May/June 1989 | Volume 40, Issue 4


A third complication caused by the Industrial Revolution is that technologies that serve the same function at different times often cannot be readily compared in economic terms.

In the nineteenth century housework was done by hand or by servants (hired hands). Today washing machines, food processors, dryers, Scotchgard, dishwashers, vacuum cleaners, wash-and-wear clothes, and a host of other inventions have changed matters completely. Although the real cost of a maid has increased greatly over the last hundred years, the need to have one has drastically diminished.
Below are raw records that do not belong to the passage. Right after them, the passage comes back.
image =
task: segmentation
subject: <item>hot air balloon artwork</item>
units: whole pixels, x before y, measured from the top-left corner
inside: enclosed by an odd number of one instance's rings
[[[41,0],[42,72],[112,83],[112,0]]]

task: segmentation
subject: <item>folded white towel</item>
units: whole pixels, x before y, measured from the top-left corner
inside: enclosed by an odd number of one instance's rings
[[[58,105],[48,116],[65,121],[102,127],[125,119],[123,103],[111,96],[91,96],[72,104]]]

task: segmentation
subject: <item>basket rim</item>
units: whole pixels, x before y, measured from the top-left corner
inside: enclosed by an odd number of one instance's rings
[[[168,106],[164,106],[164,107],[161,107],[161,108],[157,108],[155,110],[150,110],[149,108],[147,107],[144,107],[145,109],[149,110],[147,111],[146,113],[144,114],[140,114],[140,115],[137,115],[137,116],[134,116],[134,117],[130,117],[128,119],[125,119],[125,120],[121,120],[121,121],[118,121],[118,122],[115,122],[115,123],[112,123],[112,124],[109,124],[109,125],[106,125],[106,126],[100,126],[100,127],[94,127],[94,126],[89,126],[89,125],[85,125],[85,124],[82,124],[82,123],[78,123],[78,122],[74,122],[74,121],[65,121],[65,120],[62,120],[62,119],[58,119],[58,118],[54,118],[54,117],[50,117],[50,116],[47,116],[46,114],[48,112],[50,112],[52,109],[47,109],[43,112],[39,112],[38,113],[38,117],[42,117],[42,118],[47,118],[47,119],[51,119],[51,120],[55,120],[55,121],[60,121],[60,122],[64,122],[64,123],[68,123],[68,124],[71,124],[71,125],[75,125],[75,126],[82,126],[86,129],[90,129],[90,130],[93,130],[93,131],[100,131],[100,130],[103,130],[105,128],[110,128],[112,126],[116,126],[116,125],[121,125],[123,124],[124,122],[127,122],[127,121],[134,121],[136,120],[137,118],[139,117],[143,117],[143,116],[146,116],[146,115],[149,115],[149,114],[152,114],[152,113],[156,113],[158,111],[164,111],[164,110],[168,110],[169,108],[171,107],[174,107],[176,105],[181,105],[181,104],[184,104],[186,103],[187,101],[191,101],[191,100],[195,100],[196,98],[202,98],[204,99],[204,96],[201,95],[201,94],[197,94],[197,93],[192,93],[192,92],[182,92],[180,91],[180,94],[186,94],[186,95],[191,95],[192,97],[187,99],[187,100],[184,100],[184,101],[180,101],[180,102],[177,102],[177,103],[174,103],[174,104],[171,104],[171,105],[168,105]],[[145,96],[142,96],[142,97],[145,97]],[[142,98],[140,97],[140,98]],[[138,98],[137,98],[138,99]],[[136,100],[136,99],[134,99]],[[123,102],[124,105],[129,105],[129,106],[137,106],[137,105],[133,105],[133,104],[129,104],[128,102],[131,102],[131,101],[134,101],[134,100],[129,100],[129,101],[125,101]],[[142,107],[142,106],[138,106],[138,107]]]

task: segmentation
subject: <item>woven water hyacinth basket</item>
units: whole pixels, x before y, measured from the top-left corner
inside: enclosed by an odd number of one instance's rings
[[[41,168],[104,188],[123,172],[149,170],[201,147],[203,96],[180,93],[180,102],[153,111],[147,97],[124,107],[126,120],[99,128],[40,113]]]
A hundred years ago private transportation was by horse and carriage; today the automobile fills that role. Both are expensive in terms of the percentage of average annual per capita income required to buy them, although the automobile much less so. But a horse and carriage is very much more expensive to run than a car. A car can be parked on the street, but a horse must be stabled and cared for. A car burns gasoline only when it is running; a horse burns oats day in and day out. Furthermore, a horseless carriage’s capacities are so much greater, its comforts so much more extensive, and the skills required to operate it safely so much less difficult to master, that the two means of transportation can hardly be compared at all in money terms.

Consider an extreme example of technology on the march, for here, really, is the most difficult problem faced by the historian in translating money over time in the modern era. In the mid-eighteenth century Prince Nikolaus Esterhêzy, a Hungarian nobleman, had a passion for music. Being one of the richest men in Europe, he could afford to indulge this passion with a state-of-the-art music reproduction system, and indulge it he did. He maintained his own private orchestra, chorus, and five-hundred-seat theater. Presiding over this vast musical establishment was the great composer Haydn.

While Esterhêzy still lived, however, the mechanization of music reproduction began with the invention of the music box, and today anyone with the price of a portable cassette player can possess a system that would astound Esterhêzy. The two systems are not the same, of course. The fidelity of Esterhêzy’s was, by definition, perfect, while that of the Walkman is only superb. And Esterhêzy’s system could compose original masterpieces on request, no mean feature. But the Walkman has advantages of its own that Esterhêzy would have greatly admired. It is a lot easier to take to the beach; it does not need to be fed, clothed, and housed; and one needn’t worry about its getting the upstairs maid pregnant.

And the Walkman has one capacity that would boggle Esterhêzy’s mind: It can summon the dead. Do you want to hear Judy Garland sing “Over the Rainbow”? Just insert a cassette, push a button, and the voice of an artist who has been dust for twenty years fills your head with music.